If you were going to write a dystopian fantasy comic, how would you create a post-apocalyptic world that’s more interesting than the next guy’s? Well, you could start with an invasion of evil orcs, throw in a mutant kraken and a few giant bats, stir in a mercenary or two, and sprinkle some magic on top. That’s the recipe for success in The Realm, Vol. 1, by Seth M. Peck and Jeremy Haun.
The Realm is set in the United States about 10 years after an orc invasion. Humans have banded together in fortress-like settlements bound by walls of stacked train cars. Travel between settlements is left mostly to fools and mercenaries. Enter Will Nolan, the main character who escorts paying customers across the dangerous wastelands. He and his helmeted partner, The Rook, take on a new job—guiding two rebel soldiers and two scientists to Kansas City.
Meanwhile, Eldritch, a power-hungry sorcerer, offers human sacrifices to earn power from his master and a council of flayed demons. In a seemingly tenuous alliance, Eldritch and the orcs fight the humans, easily overcoming what resistance is offered. But the sides may not be as unevenly matched as they first appear—the orcs fear a man they call The Beast, a red-bearded man in an orc skull mask who fights alone. Between him, warriors like Molly, The Rook, a boy with magic, and the scientists’ secret weapon, humans might find a way to fight back.
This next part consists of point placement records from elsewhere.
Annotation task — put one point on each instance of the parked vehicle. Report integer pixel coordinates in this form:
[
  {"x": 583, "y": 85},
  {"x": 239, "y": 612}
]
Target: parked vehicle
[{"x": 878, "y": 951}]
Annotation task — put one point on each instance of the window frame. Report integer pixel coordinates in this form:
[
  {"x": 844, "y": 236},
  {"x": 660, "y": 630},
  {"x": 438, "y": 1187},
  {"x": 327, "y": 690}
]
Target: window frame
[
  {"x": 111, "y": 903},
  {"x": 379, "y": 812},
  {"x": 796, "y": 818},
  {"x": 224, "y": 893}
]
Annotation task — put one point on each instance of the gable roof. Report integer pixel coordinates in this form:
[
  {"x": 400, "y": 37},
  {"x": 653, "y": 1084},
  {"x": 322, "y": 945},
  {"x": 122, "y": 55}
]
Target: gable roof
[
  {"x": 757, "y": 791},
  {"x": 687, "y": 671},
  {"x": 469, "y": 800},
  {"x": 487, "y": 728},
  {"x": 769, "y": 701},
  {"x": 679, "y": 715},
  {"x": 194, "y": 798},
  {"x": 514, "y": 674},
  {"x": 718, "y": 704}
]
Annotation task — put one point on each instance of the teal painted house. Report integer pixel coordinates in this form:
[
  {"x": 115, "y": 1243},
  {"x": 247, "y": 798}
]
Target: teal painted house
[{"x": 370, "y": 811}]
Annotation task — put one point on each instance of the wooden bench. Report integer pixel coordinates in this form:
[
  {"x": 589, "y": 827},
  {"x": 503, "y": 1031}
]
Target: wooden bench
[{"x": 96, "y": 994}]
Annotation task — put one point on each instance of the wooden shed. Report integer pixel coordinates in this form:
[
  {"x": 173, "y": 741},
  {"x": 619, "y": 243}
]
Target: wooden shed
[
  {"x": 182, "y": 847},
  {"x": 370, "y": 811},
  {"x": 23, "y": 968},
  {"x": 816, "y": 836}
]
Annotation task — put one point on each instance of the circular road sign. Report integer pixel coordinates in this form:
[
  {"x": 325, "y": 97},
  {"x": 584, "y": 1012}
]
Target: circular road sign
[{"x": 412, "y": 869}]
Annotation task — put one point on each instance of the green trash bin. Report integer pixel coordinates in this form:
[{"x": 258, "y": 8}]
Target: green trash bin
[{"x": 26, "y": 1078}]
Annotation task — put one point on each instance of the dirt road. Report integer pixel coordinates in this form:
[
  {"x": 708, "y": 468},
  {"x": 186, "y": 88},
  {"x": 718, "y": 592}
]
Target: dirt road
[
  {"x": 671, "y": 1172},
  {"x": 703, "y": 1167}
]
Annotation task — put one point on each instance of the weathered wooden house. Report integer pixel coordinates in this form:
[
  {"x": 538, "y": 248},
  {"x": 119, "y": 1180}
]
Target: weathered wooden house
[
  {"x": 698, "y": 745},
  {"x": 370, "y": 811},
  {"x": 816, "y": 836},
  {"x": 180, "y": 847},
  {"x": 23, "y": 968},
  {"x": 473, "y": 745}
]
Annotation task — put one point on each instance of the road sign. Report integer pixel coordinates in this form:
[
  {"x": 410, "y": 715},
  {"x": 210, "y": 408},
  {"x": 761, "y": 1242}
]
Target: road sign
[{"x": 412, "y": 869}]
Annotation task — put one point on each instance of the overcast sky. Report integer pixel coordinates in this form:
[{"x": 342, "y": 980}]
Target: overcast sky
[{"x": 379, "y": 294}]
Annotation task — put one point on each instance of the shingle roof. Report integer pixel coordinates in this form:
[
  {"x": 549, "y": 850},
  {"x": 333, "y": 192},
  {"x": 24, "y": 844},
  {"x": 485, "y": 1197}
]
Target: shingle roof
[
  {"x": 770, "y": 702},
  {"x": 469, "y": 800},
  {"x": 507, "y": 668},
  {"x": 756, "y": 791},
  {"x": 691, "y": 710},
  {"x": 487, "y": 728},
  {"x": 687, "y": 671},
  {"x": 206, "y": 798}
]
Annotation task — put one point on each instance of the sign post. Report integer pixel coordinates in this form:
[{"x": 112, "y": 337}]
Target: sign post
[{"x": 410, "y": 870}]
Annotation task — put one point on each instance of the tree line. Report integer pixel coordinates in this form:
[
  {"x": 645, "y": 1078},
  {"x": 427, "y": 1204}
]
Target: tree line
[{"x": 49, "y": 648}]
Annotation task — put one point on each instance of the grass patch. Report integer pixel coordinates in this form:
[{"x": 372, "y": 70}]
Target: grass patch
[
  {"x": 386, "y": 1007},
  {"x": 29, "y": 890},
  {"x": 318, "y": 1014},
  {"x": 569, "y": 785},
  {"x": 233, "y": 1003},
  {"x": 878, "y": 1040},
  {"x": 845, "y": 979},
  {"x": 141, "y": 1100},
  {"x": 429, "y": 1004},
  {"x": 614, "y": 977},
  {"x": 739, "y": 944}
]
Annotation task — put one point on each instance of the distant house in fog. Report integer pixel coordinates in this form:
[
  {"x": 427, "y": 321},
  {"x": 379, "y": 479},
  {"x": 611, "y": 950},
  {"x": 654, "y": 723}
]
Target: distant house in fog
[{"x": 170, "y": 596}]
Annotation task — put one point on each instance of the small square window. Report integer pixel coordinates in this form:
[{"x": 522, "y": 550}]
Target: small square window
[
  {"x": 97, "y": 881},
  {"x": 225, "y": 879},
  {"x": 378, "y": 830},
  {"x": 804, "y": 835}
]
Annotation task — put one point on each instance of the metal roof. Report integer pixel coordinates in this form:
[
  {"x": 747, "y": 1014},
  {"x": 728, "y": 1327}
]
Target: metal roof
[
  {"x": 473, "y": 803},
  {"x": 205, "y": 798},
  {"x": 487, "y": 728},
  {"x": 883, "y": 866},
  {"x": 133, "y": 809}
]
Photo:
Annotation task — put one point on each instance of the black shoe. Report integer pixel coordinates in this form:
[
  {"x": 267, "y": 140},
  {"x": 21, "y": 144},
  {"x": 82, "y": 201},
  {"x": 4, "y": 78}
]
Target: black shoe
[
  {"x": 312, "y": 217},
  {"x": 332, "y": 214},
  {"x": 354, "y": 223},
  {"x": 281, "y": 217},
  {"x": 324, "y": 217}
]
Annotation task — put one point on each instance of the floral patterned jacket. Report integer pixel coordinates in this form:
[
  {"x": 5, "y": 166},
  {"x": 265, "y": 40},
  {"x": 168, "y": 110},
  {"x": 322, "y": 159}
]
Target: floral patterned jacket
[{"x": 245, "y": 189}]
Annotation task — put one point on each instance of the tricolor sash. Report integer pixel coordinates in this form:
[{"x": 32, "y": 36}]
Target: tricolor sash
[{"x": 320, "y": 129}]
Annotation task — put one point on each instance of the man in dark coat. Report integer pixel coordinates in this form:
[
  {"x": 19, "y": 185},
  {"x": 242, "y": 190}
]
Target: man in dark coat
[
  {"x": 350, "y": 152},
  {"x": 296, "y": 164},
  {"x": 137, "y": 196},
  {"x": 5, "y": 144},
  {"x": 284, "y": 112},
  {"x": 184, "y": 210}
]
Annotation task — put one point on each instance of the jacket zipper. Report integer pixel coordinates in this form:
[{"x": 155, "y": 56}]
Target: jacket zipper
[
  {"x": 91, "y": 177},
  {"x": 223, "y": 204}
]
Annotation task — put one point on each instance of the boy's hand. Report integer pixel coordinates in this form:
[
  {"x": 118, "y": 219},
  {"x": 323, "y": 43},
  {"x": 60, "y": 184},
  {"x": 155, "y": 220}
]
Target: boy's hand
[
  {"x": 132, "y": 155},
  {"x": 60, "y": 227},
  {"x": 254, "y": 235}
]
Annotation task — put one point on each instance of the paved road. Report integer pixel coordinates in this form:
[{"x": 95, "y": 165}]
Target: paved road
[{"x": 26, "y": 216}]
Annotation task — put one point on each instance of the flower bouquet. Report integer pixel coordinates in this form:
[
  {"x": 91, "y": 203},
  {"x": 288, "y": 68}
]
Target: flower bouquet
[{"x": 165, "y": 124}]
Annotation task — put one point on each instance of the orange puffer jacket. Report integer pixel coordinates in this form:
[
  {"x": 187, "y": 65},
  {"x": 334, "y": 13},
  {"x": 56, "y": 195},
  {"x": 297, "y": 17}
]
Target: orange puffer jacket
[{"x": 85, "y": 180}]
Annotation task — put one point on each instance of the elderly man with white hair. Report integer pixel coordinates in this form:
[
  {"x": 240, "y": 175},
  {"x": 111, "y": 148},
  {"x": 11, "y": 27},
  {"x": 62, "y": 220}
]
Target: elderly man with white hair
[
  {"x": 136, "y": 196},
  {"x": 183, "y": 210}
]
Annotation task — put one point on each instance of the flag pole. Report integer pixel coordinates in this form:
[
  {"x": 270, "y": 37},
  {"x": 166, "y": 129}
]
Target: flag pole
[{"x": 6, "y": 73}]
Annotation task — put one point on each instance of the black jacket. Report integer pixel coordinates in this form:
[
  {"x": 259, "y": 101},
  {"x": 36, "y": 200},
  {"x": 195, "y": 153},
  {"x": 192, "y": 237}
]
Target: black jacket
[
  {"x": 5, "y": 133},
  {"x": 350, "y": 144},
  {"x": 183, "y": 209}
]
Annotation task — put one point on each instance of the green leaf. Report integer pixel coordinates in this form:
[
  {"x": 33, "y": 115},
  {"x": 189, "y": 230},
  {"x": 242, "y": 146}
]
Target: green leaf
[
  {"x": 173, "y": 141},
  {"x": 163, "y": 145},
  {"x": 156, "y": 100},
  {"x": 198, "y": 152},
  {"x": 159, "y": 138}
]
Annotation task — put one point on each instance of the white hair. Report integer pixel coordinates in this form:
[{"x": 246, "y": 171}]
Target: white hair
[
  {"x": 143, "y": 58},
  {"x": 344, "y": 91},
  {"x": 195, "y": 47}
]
Haun’s art meters the pace of the action with telescopic perspective. Time slows for still shots of a world in chaos and decay, with dilapidated skyscrapers and weed-cracked parking lots. Then the action comes roaring back with a pitched scene of battle, capturing goblins and humans scrabbling to survive, thrusting spears, heaving axes, and swinging swords. Every so often characters are caught in silhouette, mid-bowshot or midstride through ruins, offering a pause for breath. No detail is overlooked, down to the recognizable silhouette of Kansas City’s Bartle Hall in a flash of the future.
The comic earns its M rating through violence and gore, keeping the target audience in a teen to adult range. After all, killing orcs is never a clean job, and the best kill shot is almost always going to be through the eyeball. There is profanity, but there is no nudity or sex. Despite being led by a white male protagonist, the cast varies in age, gender, and ethnicity, with strong female characters like Molly and The Rook.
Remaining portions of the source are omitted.